Utilice una pinza fina para transferir suavemente cintas desde el microtomo al baño de agua, teniendo cuidado de que la cinta se coloque plana en la superficie del agua. Para recoger las secciones, sosteniendo un portaobjetos en un ángulo de 45 grados, utilice un movimiento hacia arriba para levantar una cinta fuera del agua sobre el portaobjetos y utilice un tejido libre de pelusas para eliminar cuidadosamente el exceso de agua. Una vez recogidas todas las secciones, lave los portaobjetos con lavados de 320 segundos en xileno seguidos de lavados de 230 segundos en 100% etanol y 230 segundos lavados en 70% etanol.
Para microdiseccionar las células de interés de las secciones de tejido desparafinanizado y seco, cargue los portaobjetos en las tres ranuras del microscopio LCM y cargue el tubo de recogida en las ranuras disponibles. Mueva el escenario para localizar la región de la muestra que necesita ser cortada y cortar un segmento en blanco libre de tejido en la diapositiva de la membrana. Optimizar la velocidad de corte y el corte en la presión láser catapultando energía y enfoque.
Utilice las herramientas de dibujo para esbozar el área de interés en el tejido y utilizar los parámetros optimizados y la función Robo LPC para catapultar las células en las tapas adhesivas. Seleccione la marca de la lista de elementos para utilizar la herramienta de indicador para marcar las regiones de interés. Compruebe el botón de comprobación de la tapa para inspeccionar la tapa adhesiva, para confirmar que las muestras han sido capturadas.
Normalmente se requieren de 10 a 15 secciones por tapa para la extracción de ARN. Inmediatamente después de que todas las muestras hayan sido adquiridas, proceda inmediatamente a la extracción de ARN para evitar la degradación del ARN. Después de la extracción de ARN y amplificación de ARN utilizar un sistema automatizado de electroforesis, de acuerdo con las instrucciones del fabricante para cuantificar y calificar el ARN antisens sentido.

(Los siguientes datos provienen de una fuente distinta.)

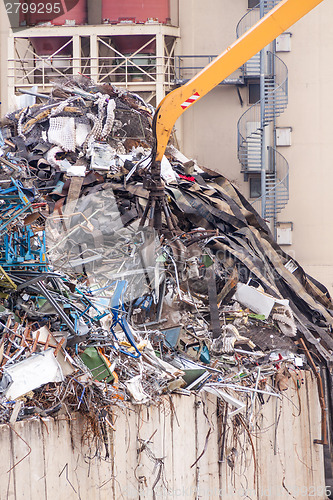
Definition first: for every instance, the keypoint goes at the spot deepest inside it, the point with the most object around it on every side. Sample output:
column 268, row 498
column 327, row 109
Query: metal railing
column 252, row 67
column 250, row 126
column 276, row 185
column 120, row 70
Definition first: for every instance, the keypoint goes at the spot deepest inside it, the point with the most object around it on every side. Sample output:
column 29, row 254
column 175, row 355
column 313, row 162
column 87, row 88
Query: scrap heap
column 98, row 311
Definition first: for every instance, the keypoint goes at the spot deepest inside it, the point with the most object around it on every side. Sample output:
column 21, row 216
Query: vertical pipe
column 262, row 122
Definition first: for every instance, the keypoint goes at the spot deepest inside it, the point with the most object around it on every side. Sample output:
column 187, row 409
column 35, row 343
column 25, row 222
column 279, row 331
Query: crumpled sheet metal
column 111, row 286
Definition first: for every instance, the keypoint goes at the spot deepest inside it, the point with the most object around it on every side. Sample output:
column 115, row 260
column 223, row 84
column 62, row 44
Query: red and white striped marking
column 190, row 100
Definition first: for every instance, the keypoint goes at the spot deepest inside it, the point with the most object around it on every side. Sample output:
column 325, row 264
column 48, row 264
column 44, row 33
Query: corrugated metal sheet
column 154, row 450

En este estudio, LCM, la secuenciación de ARN se aplicó a un pequeño número de células de tres órganos embrionarios, cada ocho horas durante un curso de 48 horas durante la germinación. Es importante ajustar los parámetros de corte correctamente para permitir que el tejido de interés se corte y desaloje con precisión del tejido circundante sin quemar el borde del área seleccionada. La ramificación del ARN total antes de la amplificación del ARN permite la detección de bandas electroforéticas y picos fluorescentes distintos de las subunidades ribosomales 18 y 28S en muestras de ARN de buena calidad.
El ARN antisrésense sintetizado con éxito exhibirá una distribución de tamaño simétrico unimodal de 100 a 1000 nucleótidos con un pico de alrededor de 300 nucleótidos después de dos rondas de amplificación. El trazado a escala multidimensional de genes expresados en los diferentes tejidos a lo largo de 48 horas de germinación, ilustra una mayor similitud entre las muestras de un solo tejido que entre las muestras del mismo punto de tiempo, pero diferentes tejidos. El número de genes expresados diferencialmente aumenta progresivamente en el transcurso de la germinación en cada tejido en relación con el punto de tiempo de hora cero del tejido.
En este análisis representativo, se encontró que el 25% de la plolo, el 34% del radio y el 41% de los genes expresados diferencialmente en el escutellio se expresaban exclusivamente dentro de cada tejido. Es importante ajustar correctamente los parámetros de corte para una escisión precisa y el desalojamiento del área selectora del tejido circundante sin quemar el borde de la región seleccionada. Con métodos mejorados de purificación de cromatina y proteínas, y mejorar el instrumento de espectrometría de masas, LCM se puede utilizar para estudios epigenómicos y proteómicos específicos de tipo celular.